TUESDAY, Nov. 12, 2019 (HealthDay News) — For men with and without hypogonadism, testosterone therapy is associated with an increased short-term risk for venous thromboembolism (VTE), according to a study published online Nov. 11 in JAMA Internal Medicine.

Rob F. Walker, M.P.H., from the School of Public Health at the University of Minnesota in Minneapolis, and colleagues conducted a case-crossover study involving data on 39,622 men to examine whether short-term testosterone therapy exposure is associated with VTE risk. Men with VTE cases who were free from cancer at baseline and had 12 months of enrollment before the VTE event were identified. The patients were matched with themselves in the control period. Case periods of six, three, and one month before the VTE event were defined and matched with equivalent control periods before the case period.

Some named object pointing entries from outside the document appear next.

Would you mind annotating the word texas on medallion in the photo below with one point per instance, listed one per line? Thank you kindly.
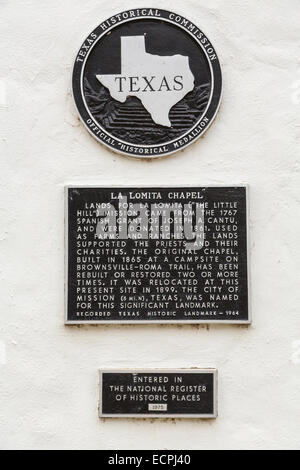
(147, 82)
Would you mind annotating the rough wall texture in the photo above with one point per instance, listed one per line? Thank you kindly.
(48, 372)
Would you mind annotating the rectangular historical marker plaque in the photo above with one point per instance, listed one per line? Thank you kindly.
(168, 393)
(165, 255)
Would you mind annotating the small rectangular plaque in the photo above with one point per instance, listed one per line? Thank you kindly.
(157, 255)
(168, 393)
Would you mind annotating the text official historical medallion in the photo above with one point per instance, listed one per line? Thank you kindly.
(164, 255)
(147, 82)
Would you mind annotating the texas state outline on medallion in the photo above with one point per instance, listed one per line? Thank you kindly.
(154, 79)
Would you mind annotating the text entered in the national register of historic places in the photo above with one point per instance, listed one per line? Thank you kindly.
(166, 255)
(153, 393)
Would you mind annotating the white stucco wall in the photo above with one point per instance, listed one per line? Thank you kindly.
(48, 372)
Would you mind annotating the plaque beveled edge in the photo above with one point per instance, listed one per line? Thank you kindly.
(207, 370)
(248, 321)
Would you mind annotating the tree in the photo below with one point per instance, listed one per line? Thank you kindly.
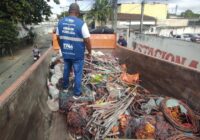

Of the men enrolled in the study, 7.8 percent had evidence of hypogonadism. The researchers found that in all case periods, testosterone therapy use correlated with an elevated risk for VTE among men with and without hypogonadism (odds ratios, 2.32 and 2.02, respectively). In the three-month case period, the point estimate for testosterone therapy and VTE risk was higher for men aged younger than 65 years than for older men among those without hypogonadism, although the interaction was not significant.

“These data combined with prior data suggest that future clinical trials of testosterone therapy, regardless of the indication, should capture VTE events as part of safety end points,” the authors write.